Yesterday's iPad announcement...
...is another signal that the way consumers take in content is forever changing.
Consumers will continue to expect, as well as begin to demand, that all of your content and information be available in the format and on the device of their choosing. Whether the answer or preference is a 'traditional' printed guide or brochure, a website, a mobile site, an app, a Facebook page, etc., etc., regardless of access point...phone, TV, iPad...consumers are expecting to see the same content within each experience.
We know, it was so simple 10 years ago. We had a brochure and a website, nothing more. Then, technology happened. iPhones, netbooks, e-readers, all of it compounding upon itself to create a myriad of content delivery vehicles each with their own specs, needs and costs. Enough to drive a person techno-crazy. Unfortunately, as the iPad announcement has shown, this trend will continue into the foreseeable future.

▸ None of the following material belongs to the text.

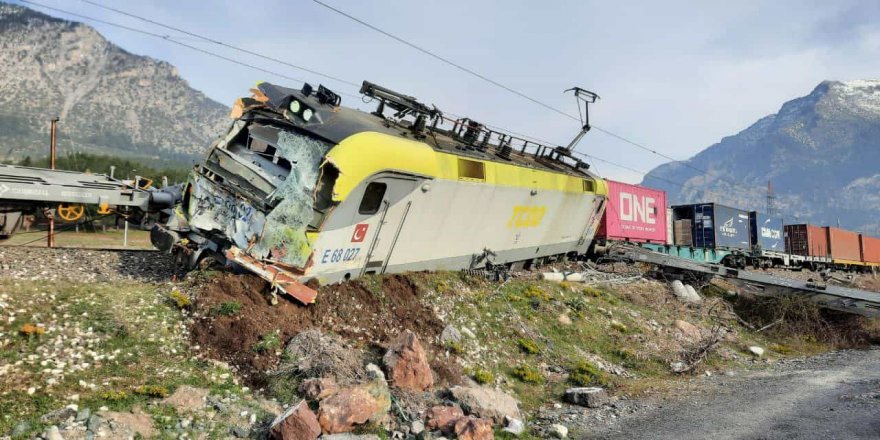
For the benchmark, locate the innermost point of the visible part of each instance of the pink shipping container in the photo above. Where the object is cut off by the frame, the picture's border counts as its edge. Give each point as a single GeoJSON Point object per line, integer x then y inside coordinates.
{"type": "Point", "coordinates": [844, 245]}
{"type": "Point", "coordinates": [634, 213]}
{"type": "Point", "coordinates": [870, 249]}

Our recommendation, place content at the center of the wheel and let the websites, blogs and apps be the spokes. Ensure that your content strategy is prepared and able to feed content along each of these paths. As our next question points out, you might not need to build an iPad app just yet, but at least the content will be ready if you do.

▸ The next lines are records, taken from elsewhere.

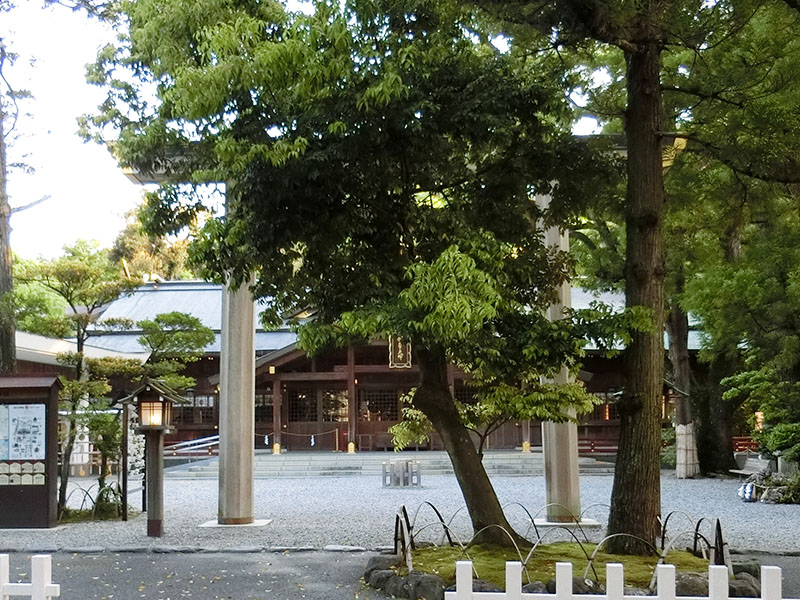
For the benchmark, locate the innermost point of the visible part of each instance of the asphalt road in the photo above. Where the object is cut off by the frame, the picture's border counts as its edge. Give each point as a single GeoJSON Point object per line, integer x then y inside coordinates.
{"type": "Point", "coordinates": [244, 576]}
{"type": "Point", "coordinates": [213, 576]}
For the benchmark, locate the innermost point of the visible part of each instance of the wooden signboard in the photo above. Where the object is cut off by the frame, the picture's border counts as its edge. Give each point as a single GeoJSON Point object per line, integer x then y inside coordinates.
{"type": "Point", "coordinates": [28, 451]}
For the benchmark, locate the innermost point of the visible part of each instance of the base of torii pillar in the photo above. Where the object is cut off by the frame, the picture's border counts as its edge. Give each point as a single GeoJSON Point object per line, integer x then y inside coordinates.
{"type": "Point", "coordinates": [236, 407]}
{"type": "Point", "coordinates": [560, 450]}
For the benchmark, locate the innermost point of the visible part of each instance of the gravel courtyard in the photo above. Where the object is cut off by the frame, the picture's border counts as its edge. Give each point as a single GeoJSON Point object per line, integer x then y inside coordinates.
{"type": "Point", "coordinates": [357, 511]}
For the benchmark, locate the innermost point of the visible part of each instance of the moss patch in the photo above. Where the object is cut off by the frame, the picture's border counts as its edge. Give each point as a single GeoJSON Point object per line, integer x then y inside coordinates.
{"type": "Point", "coordinates": [489, 562]}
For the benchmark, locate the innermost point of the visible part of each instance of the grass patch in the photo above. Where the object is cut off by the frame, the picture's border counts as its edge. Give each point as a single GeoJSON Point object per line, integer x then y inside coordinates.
{"type": "Point", "coordinates": [490, 561]}
{"type": "Point", "coordinates": [103, 513]}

...does not mean you need to build another app.
Ugh, you don't. Let the dust settle on this announcement before drawing up plans for your iPad app. Let's see how the consumer uses the device and then develop based upon their needs and opportunities.

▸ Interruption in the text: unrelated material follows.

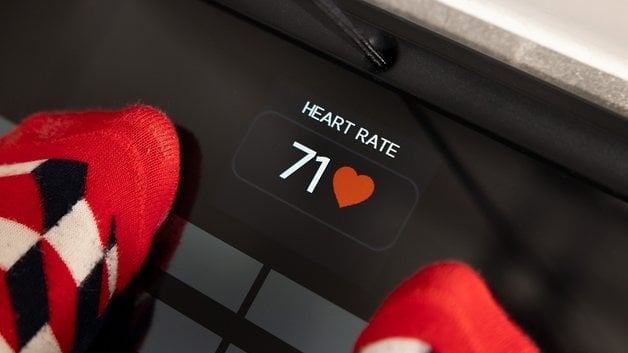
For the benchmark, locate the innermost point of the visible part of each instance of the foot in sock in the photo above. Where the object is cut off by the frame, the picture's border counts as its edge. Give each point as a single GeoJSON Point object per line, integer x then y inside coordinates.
{"type": "Point", "coordinates": [444, 308]}
{"type": "Point", "coordinates": [82, 196]}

...continues the trend of content becoming unrestricted due to screen or system.
As mentioned in our first point, the screens in your home...TV, computer, mobile phone...are becoming increasingly interchangeable. Do not assume that the consumer is watching your TV spot on the TV, or that they are reviewing their ski vacation plans on a laptop. Devices are becoming interchangeable. I can start the day by reading the New York Times on my iPad and then switch to the full screen view on my laptop. Or even pull up NYT videos on my phone. Case in point, I read the Times last Saturday on my Blackberry...never even picked up the paper or turned on the computer.
...should make you think about how e-readers or e-book readers will affect travel guide publishing in the future.
Does it strike anyone else that this type of iPad device will be the primary way we consume print in the future? Books, magazines, brochures all downloaded to your iPad. If I am Travel + Leisure, why not send you the latest issue via an iPad app. Less cost for me (in theory). Plus, better ad tracking and statistics.
That being said, I love books. I love the feel. I love knowing that I have a library of thought, history and art in my house now. I certainly do not want to push the art of printing into the abyss, however I think some forms of publishing would benefit from an iPad-like device in every home.
For any of us in the travel space...DMO/CVB, resort, publisher, airline...how will e-readers change the way we send our now print-only information? And what opportunities will we have to re-think the 'published' experience and turn that static printed image into an interactive video? Do consumers what our OVGs via an e-reader?
Time will tell.
There you go, our first thoughts on the new iPad. Not fully developed, but just the start of this conversation.
But what do you think? Where and how do you see the iPad, or a future iPad-like device, influencing and changing the travel industry? Or does it at all? Let us know in the comments section, we would love to re-post the thoughts of our readers for a future article.